Gedenkkonzert zum 20. Todestag des großen Cellisten: Boris Pergamenschikow, unvergessen

Wer ihn kannte, schloss ihn ins Herz: Boris Pergamenschikow war nicht nur ein fantastischer Musiker, sondern auch ein außergewöhnlicher Mensch. Drei Freunde erinnern sich.

Die Erinnerungen sind stark und präsent, auch jetzt noch, 20 Jahre nach dem Tod von Boris Pergamenschikow am 30. April 2004. Ein Cellist, ein Geiger und eine Kammermusik-Enthusiastin sitzen an einem Küchentisch in Prenzlauer Berg und schwärmen: von einem Menschen, der seinen Zeitgenossen stets neugierig und zugewandt begegnete, der humorvoll war, nobel und gebildet, gleichermaßen ein brillanter Musiker wie ein begnadeter Lehrer.

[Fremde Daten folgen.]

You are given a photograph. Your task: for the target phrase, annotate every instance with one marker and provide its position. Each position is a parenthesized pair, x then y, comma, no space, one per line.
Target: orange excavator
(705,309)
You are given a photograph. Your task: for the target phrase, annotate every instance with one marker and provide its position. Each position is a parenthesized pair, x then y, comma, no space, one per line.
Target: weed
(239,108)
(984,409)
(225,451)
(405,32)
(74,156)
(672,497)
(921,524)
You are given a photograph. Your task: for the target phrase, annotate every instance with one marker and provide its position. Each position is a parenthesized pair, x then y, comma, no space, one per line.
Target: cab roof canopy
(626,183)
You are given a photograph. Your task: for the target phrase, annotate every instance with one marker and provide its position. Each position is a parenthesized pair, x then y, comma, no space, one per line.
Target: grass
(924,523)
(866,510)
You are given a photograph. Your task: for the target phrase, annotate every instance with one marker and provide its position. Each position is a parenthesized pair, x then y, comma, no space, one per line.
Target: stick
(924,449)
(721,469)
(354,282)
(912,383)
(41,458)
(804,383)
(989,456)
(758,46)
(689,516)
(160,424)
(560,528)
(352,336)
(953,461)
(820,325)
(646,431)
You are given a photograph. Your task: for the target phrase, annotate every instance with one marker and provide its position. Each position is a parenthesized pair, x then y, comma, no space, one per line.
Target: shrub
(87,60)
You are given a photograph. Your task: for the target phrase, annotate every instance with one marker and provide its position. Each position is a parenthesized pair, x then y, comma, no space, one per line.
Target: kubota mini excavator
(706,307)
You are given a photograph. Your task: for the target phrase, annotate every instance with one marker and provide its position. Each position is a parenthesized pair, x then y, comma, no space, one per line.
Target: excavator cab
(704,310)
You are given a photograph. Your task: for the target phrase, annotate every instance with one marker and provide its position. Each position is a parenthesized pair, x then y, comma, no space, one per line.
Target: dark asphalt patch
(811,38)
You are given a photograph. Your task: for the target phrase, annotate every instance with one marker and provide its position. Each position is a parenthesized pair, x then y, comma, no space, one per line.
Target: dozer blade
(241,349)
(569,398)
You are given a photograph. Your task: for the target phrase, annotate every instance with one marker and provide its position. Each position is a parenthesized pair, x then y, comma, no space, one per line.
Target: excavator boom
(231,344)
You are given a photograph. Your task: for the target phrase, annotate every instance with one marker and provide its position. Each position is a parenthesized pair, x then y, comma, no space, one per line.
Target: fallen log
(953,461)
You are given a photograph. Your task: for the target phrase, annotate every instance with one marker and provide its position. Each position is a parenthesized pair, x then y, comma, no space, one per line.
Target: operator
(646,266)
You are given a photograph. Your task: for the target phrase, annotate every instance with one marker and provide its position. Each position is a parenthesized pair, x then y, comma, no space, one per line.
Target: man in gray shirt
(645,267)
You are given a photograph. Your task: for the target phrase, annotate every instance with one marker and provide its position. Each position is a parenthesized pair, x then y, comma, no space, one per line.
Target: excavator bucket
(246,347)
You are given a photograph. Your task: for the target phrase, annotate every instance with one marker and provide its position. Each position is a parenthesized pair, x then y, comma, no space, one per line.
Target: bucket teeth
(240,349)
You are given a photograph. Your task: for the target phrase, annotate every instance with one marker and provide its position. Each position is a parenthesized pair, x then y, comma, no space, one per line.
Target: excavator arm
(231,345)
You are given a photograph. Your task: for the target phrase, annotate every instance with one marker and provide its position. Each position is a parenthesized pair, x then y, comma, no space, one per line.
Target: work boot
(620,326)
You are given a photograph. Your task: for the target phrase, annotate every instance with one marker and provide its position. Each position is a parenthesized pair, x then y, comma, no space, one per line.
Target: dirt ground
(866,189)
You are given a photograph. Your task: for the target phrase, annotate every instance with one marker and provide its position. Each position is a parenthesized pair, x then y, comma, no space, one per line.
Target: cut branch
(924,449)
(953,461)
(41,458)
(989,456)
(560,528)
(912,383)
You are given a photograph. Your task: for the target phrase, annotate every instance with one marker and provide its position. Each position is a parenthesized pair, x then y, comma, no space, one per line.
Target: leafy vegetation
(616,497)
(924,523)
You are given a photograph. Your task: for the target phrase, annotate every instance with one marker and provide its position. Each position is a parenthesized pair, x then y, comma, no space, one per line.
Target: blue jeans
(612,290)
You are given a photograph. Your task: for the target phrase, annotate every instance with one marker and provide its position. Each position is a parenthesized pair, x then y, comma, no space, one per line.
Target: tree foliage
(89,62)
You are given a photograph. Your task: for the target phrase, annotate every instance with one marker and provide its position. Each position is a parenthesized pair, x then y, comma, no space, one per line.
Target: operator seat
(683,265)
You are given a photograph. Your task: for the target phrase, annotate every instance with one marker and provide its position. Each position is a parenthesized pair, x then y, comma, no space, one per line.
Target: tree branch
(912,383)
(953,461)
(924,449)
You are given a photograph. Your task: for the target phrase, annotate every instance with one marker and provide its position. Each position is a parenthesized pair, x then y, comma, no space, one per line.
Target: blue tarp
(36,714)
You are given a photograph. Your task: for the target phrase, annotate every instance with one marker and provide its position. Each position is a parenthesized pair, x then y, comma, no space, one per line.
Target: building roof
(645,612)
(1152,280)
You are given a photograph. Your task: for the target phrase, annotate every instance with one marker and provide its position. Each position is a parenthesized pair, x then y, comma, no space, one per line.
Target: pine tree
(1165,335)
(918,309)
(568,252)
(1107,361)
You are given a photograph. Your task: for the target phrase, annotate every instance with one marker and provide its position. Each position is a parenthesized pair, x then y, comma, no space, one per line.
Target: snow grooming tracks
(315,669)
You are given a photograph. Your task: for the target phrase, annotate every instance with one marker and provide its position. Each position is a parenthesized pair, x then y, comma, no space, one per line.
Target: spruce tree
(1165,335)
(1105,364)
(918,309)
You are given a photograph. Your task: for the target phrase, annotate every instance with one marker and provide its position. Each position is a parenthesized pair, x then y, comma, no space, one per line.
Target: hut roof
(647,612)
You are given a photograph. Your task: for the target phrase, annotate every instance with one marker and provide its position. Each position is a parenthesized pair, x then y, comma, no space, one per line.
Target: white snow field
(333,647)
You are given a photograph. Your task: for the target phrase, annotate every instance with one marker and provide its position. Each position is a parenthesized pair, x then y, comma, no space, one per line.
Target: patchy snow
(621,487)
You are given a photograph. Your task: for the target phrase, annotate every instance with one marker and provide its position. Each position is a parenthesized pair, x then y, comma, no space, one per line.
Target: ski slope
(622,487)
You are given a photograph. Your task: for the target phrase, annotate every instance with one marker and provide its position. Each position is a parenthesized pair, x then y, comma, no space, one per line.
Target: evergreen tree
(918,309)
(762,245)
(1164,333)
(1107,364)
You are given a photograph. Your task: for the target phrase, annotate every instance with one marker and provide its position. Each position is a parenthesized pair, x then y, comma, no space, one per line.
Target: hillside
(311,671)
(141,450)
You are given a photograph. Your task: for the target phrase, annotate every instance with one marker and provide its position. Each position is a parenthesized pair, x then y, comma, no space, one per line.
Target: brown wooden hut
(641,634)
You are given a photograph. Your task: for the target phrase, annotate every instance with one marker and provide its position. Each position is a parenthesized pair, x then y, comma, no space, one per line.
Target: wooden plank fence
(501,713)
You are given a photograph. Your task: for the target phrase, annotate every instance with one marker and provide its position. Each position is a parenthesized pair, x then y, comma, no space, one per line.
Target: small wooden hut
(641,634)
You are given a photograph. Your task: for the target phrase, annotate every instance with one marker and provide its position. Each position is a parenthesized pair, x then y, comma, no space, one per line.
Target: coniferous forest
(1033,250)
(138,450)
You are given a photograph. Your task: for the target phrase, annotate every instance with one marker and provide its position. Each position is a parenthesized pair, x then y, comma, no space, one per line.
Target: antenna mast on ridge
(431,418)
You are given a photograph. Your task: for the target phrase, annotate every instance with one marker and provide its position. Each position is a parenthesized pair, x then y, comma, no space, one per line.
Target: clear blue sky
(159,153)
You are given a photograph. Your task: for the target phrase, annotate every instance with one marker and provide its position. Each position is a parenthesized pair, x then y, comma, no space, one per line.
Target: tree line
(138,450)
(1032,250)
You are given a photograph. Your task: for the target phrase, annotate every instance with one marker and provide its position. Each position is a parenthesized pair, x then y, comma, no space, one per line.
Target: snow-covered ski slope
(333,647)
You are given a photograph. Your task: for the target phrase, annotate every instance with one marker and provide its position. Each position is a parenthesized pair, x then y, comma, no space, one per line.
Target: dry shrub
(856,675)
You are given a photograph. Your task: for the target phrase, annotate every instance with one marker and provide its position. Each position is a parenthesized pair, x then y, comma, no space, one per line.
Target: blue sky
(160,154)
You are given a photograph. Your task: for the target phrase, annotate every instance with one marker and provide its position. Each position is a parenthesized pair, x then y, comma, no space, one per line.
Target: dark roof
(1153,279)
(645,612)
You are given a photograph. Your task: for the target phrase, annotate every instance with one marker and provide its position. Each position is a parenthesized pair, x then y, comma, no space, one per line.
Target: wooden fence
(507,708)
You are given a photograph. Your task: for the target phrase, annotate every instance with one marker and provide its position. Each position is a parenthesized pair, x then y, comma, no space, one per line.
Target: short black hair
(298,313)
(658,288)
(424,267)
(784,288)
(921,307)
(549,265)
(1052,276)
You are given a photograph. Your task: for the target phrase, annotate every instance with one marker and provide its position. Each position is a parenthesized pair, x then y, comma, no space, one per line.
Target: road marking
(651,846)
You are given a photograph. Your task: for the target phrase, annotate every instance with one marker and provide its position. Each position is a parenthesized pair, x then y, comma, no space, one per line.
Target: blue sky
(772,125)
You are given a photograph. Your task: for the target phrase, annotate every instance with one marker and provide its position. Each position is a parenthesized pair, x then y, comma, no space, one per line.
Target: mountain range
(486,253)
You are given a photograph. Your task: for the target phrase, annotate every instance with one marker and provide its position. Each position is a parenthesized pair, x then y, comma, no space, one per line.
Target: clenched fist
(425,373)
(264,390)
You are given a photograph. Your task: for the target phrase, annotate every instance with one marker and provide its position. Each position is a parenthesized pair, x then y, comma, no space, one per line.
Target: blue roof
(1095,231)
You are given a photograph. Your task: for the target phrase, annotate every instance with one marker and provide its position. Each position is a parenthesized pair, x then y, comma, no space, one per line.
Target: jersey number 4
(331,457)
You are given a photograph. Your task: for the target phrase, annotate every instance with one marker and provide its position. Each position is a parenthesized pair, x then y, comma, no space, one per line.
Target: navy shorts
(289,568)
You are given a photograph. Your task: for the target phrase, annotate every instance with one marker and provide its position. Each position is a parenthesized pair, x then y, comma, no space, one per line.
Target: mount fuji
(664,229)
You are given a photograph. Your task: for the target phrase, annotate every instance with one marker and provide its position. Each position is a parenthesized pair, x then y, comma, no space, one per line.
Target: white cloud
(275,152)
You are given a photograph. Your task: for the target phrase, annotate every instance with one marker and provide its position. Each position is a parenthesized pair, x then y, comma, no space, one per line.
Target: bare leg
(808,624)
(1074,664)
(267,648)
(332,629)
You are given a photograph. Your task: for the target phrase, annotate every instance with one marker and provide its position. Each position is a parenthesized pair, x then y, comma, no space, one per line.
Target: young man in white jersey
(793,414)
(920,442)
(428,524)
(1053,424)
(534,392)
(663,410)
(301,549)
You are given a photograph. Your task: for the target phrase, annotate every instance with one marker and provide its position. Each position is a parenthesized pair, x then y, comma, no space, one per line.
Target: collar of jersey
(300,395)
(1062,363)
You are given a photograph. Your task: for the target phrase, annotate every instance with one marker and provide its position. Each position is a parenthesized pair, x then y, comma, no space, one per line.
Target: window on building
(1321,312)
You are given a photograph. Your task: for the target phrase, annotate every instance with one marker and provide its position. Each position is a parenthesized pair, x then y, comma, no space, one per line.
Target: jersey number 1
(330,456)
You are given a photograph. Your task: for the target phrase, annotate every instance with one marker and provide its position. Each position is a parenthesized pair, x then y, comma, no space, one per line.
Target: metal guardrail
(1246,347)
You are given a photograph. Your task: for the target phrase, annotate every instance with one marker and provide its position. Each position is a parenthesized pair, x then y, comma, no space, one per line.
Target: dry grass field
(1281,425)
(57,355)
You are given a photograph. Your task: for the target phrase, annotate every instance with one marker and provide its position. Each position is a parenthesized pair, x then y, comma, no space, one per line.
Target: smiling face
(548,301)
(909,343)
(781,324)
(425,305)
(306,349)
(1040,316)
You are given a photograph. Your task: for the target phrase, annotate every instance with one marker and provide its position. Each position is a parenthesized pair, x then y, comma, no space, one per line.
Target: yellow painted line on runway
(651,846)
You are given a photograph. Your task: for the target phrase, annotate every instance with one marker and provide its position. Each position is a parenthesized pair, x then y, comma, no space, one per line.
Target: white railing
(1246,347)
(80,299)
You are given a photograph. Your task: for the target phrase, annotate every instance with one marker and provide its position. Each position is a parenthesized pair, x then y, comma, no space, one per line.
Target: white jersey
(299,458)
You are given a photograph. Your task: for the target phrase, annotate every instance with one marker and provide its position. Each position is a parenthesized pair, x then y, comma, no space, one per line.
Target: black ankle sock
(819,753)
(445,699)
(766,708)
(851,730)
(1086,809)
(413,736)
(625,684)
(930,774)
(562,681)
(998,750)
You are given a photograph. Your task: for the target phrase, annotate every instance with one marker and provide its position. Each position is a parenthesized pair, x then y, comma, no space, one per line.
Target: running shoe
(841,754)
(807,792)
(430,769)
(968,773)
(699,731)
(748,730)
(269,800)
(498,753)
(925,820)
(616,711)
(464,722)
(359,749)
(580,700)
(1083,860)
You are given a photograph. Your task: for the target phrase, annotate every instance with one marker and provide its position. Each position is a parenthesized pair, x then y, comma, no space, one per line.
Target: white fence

1977 hatte sich Pergamenschikow zur Emigration aus Russland entschieden, fand zunächst in Köln eine neue Heimat und wurde 1998 dann als Professor an die Berliner „Hanns Eisler“-Hochschule berufen, wo er buchstäblich bis zum letzten Atemzug unterrichtete, am Ende im Krankenhaus vom Rollstuhl aus. Auf dem Dahlemer Waldfriedhof liegt der Musiker begraben.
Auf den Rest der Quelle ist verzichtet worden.